Tempat Sampah Pintar Berbasis AI Karya Alumni MAN IC Serpong
- VIVA
VIVA Tangerang – Inovasi teknologi terus bermunculan dari kalangan anak muda Indonesia. Salah satunya datang dari alumni Madrasah Aliyah Negeri (MAN) Insan Cendekia Serpong yang menghadirkan solusi cerdas untuk persoalan klasik: sampah. Inovasi itu diberi nama Srikandi, sebuah sistem pengelolaan sampah pintar berbasis kecerdasan buatan atau artificial intelligence (AI) yang dirancang untuk memilah sampah secara otomatis sejak dari sumbernya.
Meski namanya identik dengan tokoh pewayangan Mahabarata yang dikenal tangguh dan berani, Srikandi versi ini hadir sebagai “pahlawan lingkungan” di era digital. Ia bukan mengandalkan busur dan anak panah, melainkan teknologi AI, Internet of Things (IoT), serta robotika untuk menjawab tantangan pengelolaan sampah yang kian kompleks, khususnya di lingkungan pendidikan.

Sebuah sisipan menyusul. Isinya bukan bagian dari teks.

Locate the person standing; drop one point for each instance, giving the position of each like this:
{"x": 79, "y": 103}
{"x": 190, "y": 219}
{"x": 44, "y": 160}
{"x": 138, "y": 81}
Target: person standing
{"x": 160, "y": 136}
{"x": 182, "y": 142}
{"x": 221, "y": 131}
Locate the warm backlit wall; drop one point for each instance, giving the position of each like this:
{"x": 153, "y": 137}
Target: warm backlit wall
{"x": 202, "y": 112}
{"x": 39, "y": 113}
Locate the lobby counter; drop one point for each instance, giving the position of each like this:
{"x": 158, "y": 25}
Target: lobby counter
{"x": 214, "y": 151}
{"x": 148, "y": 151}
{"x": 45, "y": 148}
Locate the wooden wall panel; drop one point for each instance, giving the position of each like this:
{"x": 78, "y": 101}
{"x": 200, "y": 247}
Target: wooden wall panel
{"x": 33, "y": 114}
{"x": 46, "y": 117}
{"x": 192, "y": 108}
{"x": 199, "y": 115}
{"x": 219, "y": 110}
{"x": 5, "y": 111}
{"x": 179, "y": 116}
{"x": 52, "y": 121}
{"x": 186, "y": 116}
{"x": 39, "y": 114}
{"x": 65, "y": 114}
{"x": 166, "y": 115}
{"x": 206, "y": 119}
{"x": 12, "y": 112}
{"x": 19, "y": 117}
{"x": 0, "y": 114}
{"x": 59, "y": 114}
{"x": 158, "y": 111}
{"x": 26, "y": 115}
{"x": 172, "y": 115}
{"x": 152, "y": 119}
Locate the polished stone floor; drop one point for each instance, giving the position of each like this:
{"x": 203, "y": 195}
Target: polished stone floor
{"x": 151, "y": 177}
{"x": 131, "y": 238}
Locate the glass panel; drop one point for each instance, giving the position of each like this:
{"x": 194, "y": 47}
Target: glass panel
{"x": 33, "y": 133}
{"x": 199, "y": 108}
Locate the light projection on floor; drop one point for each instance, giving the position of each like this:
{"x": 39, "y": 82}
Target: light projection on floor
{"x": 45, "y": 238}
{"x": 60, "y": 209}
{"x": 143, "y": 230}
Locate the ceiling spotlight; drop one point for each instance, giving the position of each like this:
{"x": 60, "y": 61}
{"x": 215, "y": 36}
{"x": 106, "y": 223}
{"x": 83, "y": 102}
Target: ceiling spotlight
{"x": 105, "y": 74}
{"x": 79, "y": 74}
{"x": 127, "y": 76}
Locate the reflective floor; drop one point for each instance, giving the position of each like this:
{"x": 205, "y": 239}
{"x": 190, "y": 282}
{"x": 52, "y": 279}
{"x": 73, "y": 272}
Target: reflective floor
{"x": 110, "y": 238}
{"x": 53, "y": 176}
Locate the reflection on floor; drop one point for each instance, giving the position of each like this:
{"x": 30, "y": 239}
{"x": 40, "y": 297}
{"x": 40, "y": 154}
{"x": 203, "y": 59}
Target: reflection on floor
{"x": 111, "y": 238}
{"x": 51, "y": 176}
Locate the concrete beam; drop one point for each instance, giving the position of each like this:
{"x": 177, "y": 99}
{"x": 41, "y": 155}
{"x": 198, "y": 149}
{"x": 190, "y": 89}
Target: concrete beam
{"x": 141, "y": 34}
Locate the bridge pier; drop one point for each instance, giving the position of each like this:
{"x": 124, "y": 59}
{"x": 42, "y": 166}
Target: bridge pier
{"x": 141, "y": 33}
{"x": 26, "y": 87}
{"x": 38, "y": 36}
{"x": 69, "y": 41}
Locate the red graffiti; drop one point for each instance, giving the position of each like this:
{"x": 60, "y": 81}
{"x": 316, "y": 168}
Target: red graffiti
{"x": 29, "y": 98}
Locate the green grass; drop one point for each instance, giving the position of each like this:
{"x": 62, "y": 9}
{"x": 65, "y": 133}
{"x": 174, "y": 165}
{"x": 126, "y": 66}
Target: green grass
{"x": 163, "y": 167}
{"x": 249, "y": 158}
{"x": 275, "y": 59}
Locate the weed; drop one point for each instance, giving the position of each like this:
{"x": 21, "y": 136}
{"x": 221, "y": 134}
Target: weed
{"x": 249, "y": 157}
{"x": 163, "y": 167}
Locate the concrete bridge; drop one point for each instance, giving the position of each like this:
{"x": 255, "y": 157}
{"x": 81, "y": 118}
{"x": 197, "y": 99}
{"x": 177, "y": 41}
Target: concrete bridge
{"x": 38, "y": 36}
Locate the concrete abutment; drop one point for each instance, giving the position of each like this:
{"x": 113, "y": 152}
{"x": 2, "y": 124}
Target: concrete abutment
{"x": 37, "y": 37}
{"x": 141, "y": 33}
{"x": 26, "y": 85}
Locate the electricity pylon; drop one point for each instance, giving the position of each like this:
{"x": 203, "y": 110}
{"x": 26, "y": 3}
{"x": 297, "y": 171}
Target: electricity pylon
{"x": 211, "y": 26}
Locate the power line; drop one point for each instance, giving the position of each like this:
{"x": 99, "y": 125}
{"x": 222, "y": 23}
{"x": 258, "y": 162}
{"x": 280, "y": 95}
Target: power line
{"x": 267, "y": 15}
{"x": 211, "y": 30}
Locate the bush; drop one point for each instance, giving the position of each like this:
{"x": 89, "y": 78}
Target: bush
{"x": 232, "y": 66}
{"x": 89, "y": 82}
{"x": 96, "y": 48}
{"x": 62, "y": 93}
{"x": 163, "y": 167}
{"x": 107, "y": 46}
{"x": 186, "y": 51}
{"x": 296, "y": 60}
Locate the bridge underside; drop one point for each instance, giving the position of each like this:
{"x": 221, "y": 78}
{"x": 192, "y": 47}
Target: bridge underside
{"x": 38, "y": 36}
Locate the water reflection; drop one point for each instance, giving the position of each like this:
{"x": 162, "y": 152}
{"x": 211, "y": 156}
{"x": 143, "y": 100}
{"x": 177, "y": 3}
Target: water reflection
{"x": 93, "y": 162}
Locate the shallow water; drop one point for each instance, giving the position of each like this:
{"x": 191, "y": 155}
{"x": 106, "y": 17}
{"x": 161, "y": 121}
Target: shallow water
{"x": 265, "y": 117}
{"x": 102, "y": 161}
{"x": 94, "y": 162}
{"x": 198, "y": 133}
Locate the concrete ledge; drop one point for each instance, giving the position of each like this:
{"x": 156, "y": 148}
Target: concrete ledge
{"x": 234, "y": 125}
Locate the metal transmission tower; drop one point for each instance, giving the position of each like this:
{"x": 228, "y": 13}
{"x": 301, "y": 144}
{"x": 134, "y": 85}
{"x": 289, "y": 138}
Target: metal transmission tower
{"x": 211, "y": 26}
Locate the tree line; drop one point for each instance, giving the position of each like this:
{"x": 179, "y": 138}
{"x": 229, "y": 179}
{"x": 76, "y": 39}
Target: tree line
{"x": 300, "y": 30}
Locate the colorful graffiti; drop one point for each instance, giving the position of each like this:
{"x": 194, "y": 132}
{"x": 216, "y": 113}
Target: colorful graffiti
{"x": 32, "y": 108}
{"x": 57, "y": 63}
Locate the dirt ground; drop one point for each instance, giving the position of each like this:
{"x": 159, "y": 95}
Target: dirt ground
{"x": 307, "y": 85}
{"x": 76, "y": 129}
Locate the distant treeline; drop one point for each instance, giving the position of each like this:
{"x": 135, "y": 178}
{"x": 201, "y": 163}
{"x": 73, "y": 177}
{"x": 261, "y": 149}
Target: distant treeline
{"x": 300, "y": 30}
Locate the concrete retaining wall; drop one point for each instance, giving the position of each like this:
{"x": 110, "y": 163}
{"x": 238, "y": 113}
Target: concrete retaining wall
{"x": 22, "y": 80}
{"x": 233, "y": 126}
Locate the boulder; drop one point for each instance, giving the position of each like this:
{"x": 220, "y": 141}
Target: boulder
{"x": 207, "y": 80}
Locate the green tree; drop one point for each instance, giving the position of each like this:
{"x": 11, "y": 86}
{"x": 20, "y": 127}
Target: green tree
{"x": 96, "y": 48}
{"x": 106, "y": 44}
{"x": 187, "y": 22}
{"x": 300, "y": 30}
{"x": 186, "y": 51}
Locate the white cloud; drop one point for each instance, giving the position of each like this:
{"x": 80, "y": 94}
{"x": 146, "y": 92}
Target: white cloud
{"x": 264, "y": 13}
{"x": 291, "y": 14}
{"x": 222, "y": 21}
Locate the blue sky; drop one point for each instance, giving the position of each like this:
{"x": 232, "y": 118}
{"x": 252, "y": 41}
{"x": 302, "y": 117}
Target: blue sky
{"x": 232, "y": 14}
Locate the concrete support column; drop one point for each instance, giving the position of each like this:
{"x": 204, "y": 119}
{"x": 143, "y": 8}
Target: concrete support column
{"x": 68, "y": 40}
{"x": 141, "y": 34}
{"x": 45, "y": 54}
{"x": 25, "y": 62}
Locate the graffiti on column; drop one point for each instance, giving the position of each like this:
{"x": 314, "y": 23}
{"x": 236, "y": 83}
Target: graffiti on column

Karya Alumni MAN IC Serpong dengan Semangat Wirausaha Teknologi
Srikandi dikembangkan oleh startup teknologi Nusabin (@nusabin.id) yang digagas oleh para alumni MAN IC Serpong. Tiga sosok muda di balik inovasi ini adalah Zhafir, Rayhan, dan Galih, alumni angkatan 22. Mereka membawa semangat kewirausahaan berbasis teknologi sekaligus kepedulian terhadap isu lingkungan yang selama ini menjadi masalah publik.
Menurut Zhafir, Srikandi dirancang sebagai sistem pemilahan sampah otomatis dari hulu, sehingga pengguna tidak perlu lagi repot memilih jenis sampah secara manual. Melalui dukungan AI dan sensor IoT, tempat sampah pintar ini mampu mengenali, memisahkan, hingga mencatat data sampah yang masuk secara real time.
“Tujuan kami adalah membuat pemilahan sampah menjadi sederhana, efisien, dan bisa dilakukan siapa saja. Kami ingin membangun kebiasaan baik tanpa membebani penggunanya,” ujar Zhafir. Konsep tersebut sejalan dengan tagline Nusabin, #ItMustBeSimple!, yang menjadi filosofi utama pengembangan produk.
Dari Madrasah untuk Dampak yang Lebih Luas
Rayhan menambahkan, lahirnya Srikandi berangkat dari keinginan alumni untuk memberi dampak nyata, dimulai dari lingkungan tempat mereka tumbuh dan menimba ilmu. MAN IC Serpong dipilih sebagai titik awal penerapan inovasi ini, bukan hanya karena faktor emosional, tetapi juga sebagai laboratorium sosial untuk menguji efektivitas teknologi di lingkungan pendidikan.